Rewterz Threat Alert – Uncovering A Tool That Exploits A Microsoft Teams Bug To Deliver Malware To Users

Severity

High

Analysis Summary

A new tool called “TeamsPhisher” has been made available on GitHub, allowing attackers to exploit a recently disclosed vulnerability in Microsoft Teams. This tool is designed to deliver malicious files to targeted Teams users within an organization. It specifically works in environments where internal Teams users can communicate with external users or tenants. The tool exploits a vulnerability highlighted by security services company Jumpsec. TeamsPhisher automates the attack process, utilizing techniques from various sources and verifying the target’s ability to receive external messages.

source: phishing message

The tool uploads an attachment to the sender’s Sharepoint and creates a new thread with the target user, sending them a message with a Sharepoint attachment link. TeamsPhisher requires a Microsoft Business account with a valid Teams and Sharepoint license. It offers a “preview mode” for verification and additional features such as sending secure file links and specifying transmission delays.

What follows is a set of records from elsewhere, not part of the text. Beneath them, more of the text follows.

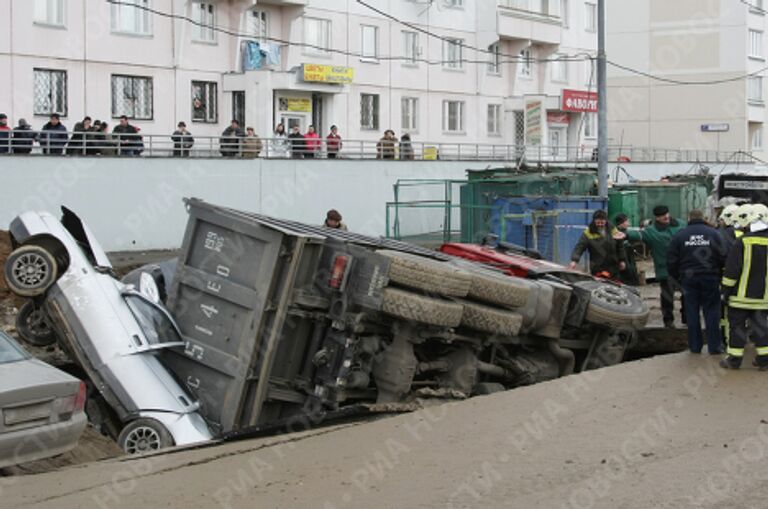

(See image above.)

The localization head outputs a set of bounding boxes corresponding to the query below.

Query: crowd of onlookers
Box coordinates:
[0,113,414,160]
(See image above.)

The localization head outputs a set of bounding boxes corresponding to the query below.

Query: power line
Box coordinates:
[107,0,594,65]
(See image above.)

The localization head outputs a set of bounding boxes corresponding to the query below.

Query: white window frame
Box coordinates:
[32,68,68,117]
[549,55,568,83]
[443,37,464,71]
[110,74,154,120]
[400,97,419,133]
[486,104,502,136]
[517,48,533,79]
[443,100,467,134]
[191,0,219,44]
[749,28,765,60]
[488,42,501,76]
[360,93,381,131]
[402,30,421,67]
[360,25,379,62]
[303,16,331,56]
[33,0,67,27]
[747,76,765,104]
[191,80,219,124]
[751,124,763,150]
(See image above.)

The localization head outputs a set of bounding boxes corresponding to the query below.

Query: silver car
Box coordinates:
[5,207,212,453]
[0,331,87,468]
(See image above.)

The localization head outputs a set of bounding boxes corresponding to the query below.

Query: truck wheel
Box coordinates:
[117,418,174,454]
[381,288,464,327]
[469,270,534,308]
[5,244,58,297]
[16,300,56,347]
[461,301,523,336]
[377,249,471,297]
[575,281,650,330]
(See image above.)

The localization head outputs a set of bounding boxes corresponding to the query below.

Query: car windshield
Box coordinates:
[0,332,29,364]
[125,295,182,345]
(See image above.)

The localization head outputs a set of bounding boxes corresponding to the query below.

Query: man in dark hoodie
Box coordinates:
[627,205,686,328]
[667,210,726,354]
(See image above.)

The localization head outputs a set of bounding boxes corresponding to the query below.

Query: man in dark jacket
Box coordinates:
[667,210,726,354]
[570,210,626,279]
[11,118,37,154]
[37,113,67,154]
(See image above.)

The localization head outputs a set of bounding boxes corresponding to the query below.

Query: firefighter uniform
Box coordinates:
[720,229,768,369]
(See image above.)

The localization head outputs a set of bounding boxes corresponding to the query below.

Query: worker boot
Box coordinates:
[720,355,741,369]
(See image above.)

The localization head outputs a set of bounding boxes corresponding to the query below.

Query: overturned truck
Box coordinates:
[162,199,648,436]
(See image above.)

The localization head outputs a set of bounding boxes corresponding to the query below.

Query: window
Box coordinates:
[245,9,269,41]
[360,25,379,60]
[192,81,219,123]
[560,0,571,28]
[517,49,533,78]
[584,2,597,32]
[400,97,419,131]
[488,42,501,74]
[192,2,216,42]
[403,31,419,65]
[34,0,64,26]
[584,113,597,138]
[111,0,152,35]
[443,38,464,69]
[443,101,464,133]
[747,76,763,103]
[304,18,331,55]
[488,104,501,136]
[549,55,568,83]
[749,30,763,58]
[360,94,379,130]
[33,69,67,116]
[112,74,152,120]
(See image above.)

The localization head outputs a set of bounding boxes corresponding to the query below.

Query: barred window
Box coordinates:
[112,0,152,35]
[33,69,67,116]
[360,94,379,130]
[192,81,219,123]
[112,74,152,120]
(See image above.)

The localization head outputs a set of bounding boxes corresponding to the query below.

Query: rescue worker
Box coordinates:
[627,205,686,328]
[569,210,626,279]
[720,205,768,371]
[667,210,726,355]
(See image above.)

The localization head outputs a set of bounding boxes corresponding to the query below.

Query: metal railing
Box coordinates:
[0,131,754,164]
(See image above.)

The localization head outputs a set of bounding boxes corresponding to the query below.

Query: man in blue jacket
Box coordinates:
[667,210,726,354]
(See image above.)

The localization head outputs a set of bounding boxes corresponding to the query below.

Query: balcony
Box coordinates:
[498,0,562,45]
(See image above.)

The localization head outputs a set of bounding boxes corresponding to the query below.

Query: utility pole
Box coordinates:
[597,0,608,198]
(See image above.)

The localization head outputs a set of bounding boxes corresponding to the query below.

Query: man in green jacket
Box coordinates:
[627,205,686,328]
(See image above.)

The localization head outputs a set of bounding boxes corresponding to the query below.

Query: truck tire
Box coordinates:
[575,281,650,330]
[377,249,471,297]
[469,270,534,308]
[461,301,523,336]
[381,288,464,327]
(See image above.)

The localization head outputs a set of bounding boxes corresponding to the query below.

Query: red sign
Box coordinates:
[562,90,597,113]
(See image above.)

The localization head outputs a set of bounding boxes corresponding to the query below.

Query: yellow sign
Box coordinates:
[278,97,312,113]
[301,64,355,83]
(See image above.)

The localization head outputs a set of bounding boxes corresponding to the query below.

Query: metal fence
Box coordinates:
[0,131,754,164]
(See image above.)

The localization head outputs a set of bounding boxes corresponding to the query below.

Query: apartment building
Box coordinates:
[607,0,768,156]
[0,0,597,150]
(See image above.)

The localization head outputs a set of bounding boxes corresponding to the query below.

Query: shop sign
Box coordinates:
[301,64,355,83]
[562,90,597,113]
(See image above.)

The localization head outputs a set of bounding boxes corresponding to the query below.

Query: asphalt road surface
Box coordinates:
[6,353,768,509]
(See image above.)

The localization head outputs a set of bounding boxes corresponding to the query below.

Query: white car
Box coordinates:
[5,207,212,453]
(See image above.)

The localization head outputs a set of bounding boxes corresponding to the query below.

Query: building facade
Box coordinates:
[607,0,768,156]
[0,0,597,150]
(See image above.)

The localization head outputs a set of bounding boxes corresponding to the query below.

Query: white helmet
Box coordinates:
[720,203,739,226]
[736,203,752,228]
[750,203,768,223]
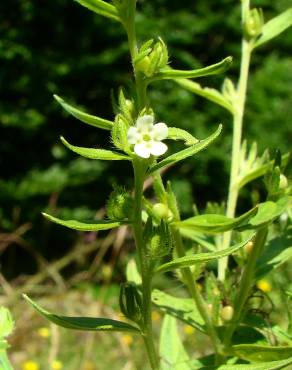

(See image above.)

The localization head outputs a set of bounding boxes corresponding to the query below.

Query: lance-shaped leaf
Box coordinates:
[61,136,131,161]
[151,57,232,81]
[231,344,292,362]
[175,78,234,113]
[159,315,192,370]
[43,213,128,231]
[23,294,140,333]
[156,234,255,272]
[167,127,199,145]
[237,153,289,189]
[254,8,292,48]
[75,0,120,21]
[149,124,222,173]
[205,358,292,370]
[152,289,205,333]
[244,196,292,229]
[173,207,257,234]
[54,95,113,130]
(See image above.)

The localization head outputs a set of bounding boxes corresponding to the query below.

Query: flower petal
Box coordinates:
[134,142,151,158]
[136,114,154,131]
[127,126,141,144]
[153,122,168,141]
[150,141,167,156]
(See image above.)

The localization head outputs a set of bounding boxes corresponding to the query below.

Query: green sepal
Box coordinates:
[149,124,222,173]
[156,234,255,272]
[42,213,128,231]
[231,344,292,362]
[75,0,120,21]
[167,127,199,146]
[60,136,131,161]
[150,57,232,81]
[174,207,257,234]
[152,289,205,333]
[175,78,234,113]
[23,294,140,334]
[54,95,113,130]
[253,8,292,48]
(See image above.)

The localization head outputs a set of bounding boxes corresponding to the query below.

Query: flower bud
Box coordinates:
[119,283,142,323]
[106,186,133,220]
[220,305,234,321]
[279,173,288,190]
[244,8,264,38]
[152,203,173,221]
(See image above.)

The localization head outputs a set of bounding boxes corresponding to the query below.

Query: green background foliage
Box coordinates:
[0,0,292,277]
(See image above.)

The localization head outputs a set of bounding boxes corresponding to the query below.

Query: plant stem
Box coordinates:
[224,227,268,348]
[218,38,252,281]
[133,159,159,370]
[171,226,221,354]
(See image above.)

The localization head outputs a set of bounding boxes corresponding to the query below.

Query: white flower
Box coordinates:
[127,115,168,158]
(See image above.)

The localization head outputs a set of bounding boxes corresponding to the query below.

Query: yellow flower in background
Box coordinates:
[37,326,51,338]
[122,334,133,346]
[21,361,40,370]
[184,325,195,335]
[257,279,272,293]
[51,360,63,370]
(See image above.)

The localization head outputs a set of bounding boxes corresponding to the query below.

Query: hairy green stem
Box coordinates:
[224,227,268,349]
[133,159,159,370]
[218,37,252,281]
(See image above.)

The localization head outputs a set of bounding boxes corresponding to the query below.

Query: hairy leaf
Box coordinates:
[149,125,222,173]
[43,213,127,231]
[153,57,232,80]
[156,234,255,272]
[232,344,292,362]
[159,315,192,370]
[174,207,257,234]
[175,78,233,113]
[254,8,292,47]
[75,0,120,21]
[54,95,113,130]
[61,136,131,161]
[23,294,139,333]
[167,127,199,145]
[152,289,205,333]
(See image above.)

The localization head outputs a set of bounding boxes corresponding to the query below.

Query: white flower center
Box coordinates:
[127,115,168,158]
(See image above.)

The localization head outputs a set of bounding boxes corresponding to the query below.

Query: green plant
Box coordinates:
[25,0,292,370]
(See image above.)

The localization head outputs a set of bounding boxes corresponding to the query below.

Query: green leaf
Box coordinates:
[255,228,292,280]
[204,358,292,370]
[54,95,113,130]
[43,213,127,231]
[167,127,199,145]
[254,8,292,48]
[173,207,257,234]
[175,78,234,113]
[156,234,255,272]
[152,289,205,333]
[159,315,192,370]
[149,125,222,173]
[242,196,292,229]
[232,344,292,362]
[152,57,232,81]
[75,0,120,21]
[237,153,289,189]
[23,294,140,333]
[61,136,131,161]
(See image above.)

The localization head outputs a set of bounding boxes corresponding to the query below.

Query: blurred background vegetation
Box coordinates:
[0,0,292,368]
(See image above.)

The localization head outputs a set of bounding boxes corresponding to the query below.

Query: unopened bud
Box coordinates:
[220,305,234,321]
[244,8,264,38]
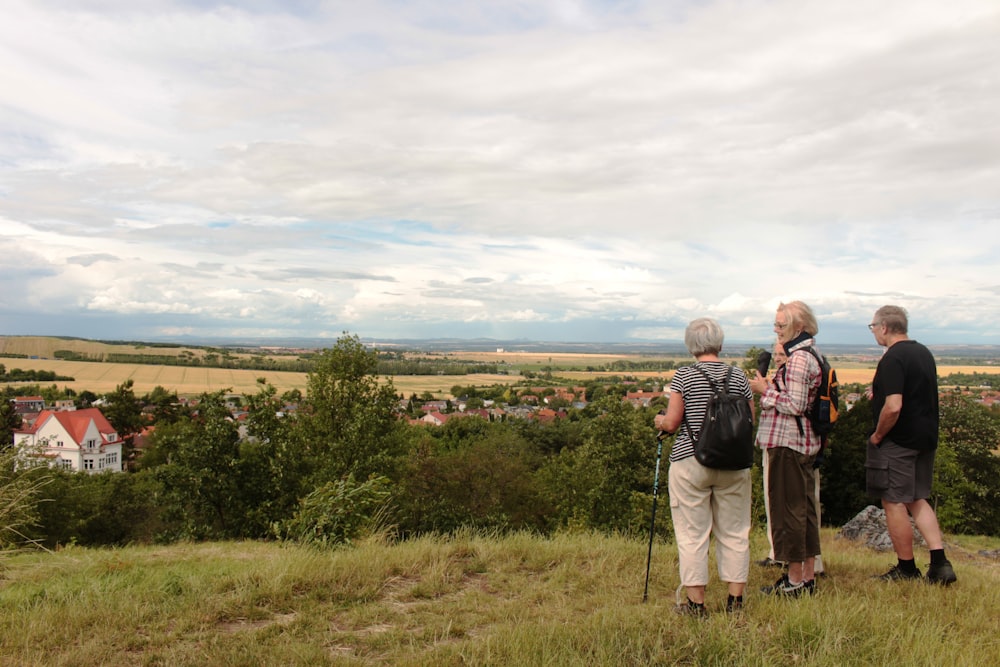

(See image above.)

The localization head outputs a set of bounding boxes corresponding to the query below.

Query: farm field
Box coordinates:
[0,336,1000,398]
[0,355,1000,398]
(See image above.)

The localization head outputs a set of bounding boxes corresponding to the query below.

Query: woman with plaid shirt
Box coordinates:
[750,301,823,597]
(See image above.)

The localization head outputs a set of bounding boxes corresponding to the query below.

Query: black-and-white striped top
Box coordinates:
[670,361,753,461]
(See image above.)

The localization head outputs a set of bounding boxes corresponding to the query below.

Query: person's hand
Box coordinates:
[653,410,667,431]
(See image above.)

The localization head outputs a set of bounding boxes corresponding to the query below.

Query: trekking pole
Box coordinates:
[642,431,667,602]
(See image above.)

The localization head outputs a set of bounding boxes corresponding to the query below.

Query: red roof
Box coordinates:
[21,408,117,444]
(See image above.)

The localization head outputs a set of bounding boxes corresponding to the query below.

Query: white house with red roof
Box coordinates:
[14,408,124,473]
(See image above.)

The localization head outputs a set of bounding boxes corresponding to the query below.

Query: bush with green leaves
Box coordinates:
[282,476,391,547]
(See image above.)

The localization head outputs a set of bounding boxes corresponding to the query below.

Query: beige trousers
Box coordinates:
[668,456,750,586]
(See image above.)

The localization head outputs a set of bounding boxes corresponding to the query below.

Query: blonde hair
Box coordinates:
[778,301,819,336]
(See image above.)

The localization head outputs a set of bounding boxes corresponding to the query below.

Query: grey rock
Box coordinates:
[837,505,927,551]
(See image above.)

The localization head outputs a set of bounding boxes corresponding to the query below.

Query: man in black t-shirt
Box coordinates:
[865,306,957,585]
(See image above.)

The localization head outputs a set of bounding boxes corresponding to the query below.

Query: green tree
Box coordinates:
[101,380,145,462]
[819,398,879,526]
[240,378,309,535]
[0,447,52,552]
[141,385,189,423]
[152,390,246,539]
[542,397,656,532]
[300,335,402,485]
[0,399,21,452]
[934,394,1000,535]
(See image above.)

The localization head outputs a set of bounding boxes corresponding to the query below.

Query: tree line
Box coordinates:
[0,336,1000,547]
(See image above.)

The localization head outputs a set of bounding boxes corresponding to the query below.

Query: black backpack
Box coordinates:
[684,366,754,470]
[795,347,840,444]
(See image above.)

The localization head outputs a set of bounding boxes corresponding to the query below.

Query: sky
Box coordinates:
[0,0,1000,345]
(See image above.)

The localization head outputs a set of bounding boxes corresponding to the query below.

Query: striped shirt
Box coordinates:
[757,338,823,456]
[670,361,753,461]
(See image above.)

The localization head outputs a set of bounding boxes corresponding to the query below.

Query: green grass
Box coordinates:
[0,530,1000,667]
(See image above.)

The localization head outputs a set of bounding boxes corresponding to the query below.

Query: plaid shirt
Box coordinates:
[757,338,823,456]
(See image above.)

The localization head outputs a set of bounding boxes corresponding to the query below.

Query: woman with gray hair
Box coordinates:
[654,317,753,616]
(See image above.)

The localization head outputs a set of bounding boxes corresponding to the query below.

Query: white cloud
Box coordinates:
[0,0,1000,342]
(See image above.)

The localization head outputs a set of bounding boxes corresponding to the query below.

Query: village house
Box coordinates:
[13,408,124,474]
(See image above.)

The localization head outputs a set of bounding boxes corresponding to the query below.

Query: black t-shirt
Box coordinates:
[872,340,938,449]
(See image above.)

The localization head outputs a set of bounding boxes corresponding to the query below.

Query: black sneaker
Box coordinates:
[872,564,920,581]
[760,572,788,595]
[760,573,816,598]
[927,560,958,586]
[674,600,708,618]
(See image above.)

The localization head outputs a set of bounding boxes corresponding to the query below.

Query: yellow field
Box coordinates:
[0,336,1000,398]
[0,358,520,398]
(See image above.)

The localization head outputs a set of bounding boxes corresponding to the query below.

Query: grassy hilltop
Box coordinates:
[0,530,1000,667]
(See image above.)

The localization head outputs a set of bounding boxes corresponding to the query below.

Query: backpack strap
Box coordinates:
[793,345,823,438]
[681,364,733,444]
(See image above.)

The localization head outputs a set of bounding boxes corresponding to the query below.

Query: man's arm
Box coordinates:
[868,394,903,447]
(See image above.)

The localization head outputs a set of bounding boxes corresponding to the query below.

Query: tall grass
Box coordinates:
[0,531,1000,667]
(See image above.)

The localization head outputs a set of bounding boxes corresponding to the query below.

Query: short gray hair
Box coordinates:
[684,317,725,357]
[874,306,910,334]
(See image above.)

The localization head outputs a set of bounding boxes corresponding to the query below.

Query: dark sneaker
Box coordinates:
[760,572,788,595]
[872,565,920,581]
[674,600,708,618]
[760,573,816,598]
[927,560,958,586]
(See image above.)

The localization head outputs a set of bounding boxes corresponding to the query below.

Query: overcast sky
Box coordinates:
[0,0,1000,344]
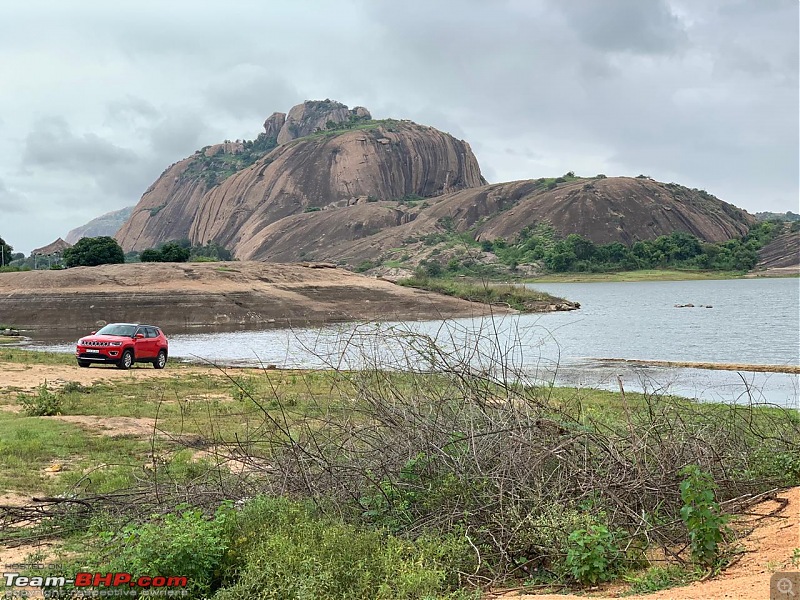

The security issue that TeamsPhisher exploits remains unresolved, with Microsoft stating that it does not meet the bar for immediate servicing. While the tool was developed for authorized red team operations, threat actors could potentially utilize it to deliver malware without detection. Organizations are advised to disable communications with external tenants if not necessary or create an allow-list with trusted domains to mitigate the risk.

The security services company has strongly advised organizations that utilize Microsoft Teams to carefully assess their business requirements for enabling communications between internal Teams users and external tenants. The company suggests that if there is no immediate need for regular communication with external parties, organizations should consider tightening their security controls and potentially disabling the option altogether.

“If you are not currently using Teams for regular communication with external tenants, tighten up your security controls and remove the option altogether,” the company advised.

Until Microsoft addresses the security issue, users are encouraged to exercise caution when interacting with links, opening files, or accepting file transfers.

Impact

• Security Bypass
• Unauthorized Access
• Malware Distribution

Remediation

• Evaluate the business need for enabling communication between internal Teams users and external tenants. If there is no significant requirement, consider disabling this feature altogether. By limiting external communication, the attack surface and the potential for malicious file delivery can be reduced.
• Strengthen the security controls within the Microsoft Teams environment. It includes enforcing strong authentication mechanisms, enabling multi-factor authentication (MFA), and implementing access controls to restrict unauthorized file transfers or interactions between internal and external users.
• Stay up-to-date with the latest security patches and updates provided by Microsoft for Microsoft Teams. Regularly applying these patches can help address known vulnerabilities and protect against potential exploitation.
• Educate users about the risks of phishing attacks and social engineering techniques used to deliver malware. Train them to exercise caution when clicking on links, opening attachments, or accepting file transfers, especially from external or unknown sources.
• Implement robust monitoring and detection mechanisms to identify any suspicious activities or attempts to exploit the security issue in Microsoft Teams. This can include monitoring for abnormal file transfer patterns, analyzing network traffic, and using security solutions that provide real-time threat intelligence and detection capabilities.
• Conduct regular security assessments and penetration testing to identify vulnerabilities and weaknesses within the Microsoft Teams environment. By proactively identifying and addressing security gaps, organizations can enhance their overall security posture.
• By implementing these remediation measures, organizations can reduce the risk of exploitation through the TeamsPhisher tool and enhance the overall security of their Microsoft Teams environment.